Map reduce pattern in LLM

Tags:

One of the primary patterns of using LLM is map reduce. For example, process multiple docs in mappers and then reduce them as a single result in the reducer.

LLM mapreduce sounds very intuitive and simple, but in reality it isn’t. One of the problem is hallucinations. When hallucinate, LLM fails unexpectedly in an obvious task. For example, when asked to copy paste title and url to the output while adding a summary of contents, LLM may touch the title and url to change them unexpectedly.

One way to avoid hallucinations is doing the obvious task manually while relying on LLM for creative task. As an example, when title and url should be kept, ask LLM produce summary only while letting the title and url pass through to the output manually (or, by human written code). Likewise, if a field should be removed after LLM, it should be removed manually.

Another solution, albeit it’s a bit tangential, is asking LLM to keep the quotes of original data when producing an output. In the summary example, quotes should be the ones directly related to the generated summary.

It’s also good idea to let LLM think step by step as COT (Chain of Thoughts) does.
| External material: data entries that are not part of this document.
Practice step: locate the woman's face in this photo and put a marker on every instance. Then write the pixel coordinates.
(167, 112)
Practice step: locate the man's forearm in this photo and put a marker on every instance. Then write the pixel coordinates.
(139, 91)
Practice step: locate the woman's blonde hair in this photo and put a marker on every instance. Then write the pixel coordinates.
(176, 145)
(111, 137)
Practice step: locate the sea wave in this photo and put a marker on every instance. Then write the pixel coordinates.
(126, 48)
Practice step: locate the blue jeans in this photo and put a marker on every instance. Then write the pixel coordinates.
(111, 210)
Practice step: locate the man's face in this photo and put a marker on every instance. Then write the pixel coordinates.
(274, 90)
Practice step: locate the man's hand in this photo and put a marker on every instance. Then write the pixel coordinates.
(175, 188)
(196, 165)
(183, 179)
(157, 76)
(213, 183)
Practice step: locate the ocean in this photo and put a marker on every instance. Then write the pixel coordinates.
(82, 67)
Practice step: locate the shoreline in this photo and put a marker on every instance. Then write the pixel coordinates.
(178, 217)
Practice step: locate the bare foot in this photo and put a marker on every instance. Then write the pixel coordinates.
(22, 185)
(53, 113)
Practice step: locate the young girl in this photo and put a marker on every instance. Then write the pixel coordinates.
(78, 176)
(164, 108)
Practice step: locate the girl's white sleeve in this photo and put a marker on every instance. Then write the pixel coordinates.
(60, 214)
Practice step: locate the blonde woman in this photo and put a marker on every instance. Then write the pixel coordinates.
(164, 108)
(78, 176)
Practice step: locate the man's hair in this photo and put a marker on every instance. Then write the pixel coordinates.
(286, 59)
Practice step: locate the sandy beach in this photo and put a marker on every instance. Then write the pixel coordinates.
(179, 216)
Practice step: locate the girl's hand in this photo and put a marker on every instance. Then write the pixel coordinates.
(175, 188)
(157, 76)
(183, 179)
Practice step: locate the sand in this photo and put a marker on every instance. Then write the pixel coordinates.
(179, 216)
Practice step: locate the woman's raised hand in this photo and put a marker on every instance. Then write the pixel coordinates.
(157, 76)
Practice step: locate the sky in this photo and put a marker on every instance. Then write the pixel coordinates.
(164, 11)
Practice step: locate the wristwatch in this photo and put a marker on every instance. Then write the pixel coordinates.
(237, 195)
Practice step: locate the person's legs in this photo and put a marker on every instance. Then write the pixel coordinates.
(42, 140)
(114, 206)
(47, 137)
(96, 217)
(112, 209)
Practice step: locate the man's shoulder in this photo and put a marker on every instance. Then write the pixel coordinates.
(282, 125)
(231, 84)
Reducer stage should consider hallucinations as well. Let’s say we want LLM sort a list of inputs. When performing that, LLM may choose to change the data while sorting. To avoid it, one can write map stage that produce values for the sort (e.g. score), and sort the list manually using the values.

In sum, this is how one should run LLM map reduce:

  • Let the obvious values pass through LLM by manually written code.
  • Let the obvious values that should be removed after LLM removed manually.
  • Have LLM write both step by step reasons and quotes when generating the outputs.
  • Converts reducer to mappers that generate signals and manual merge code that utilizes the signals.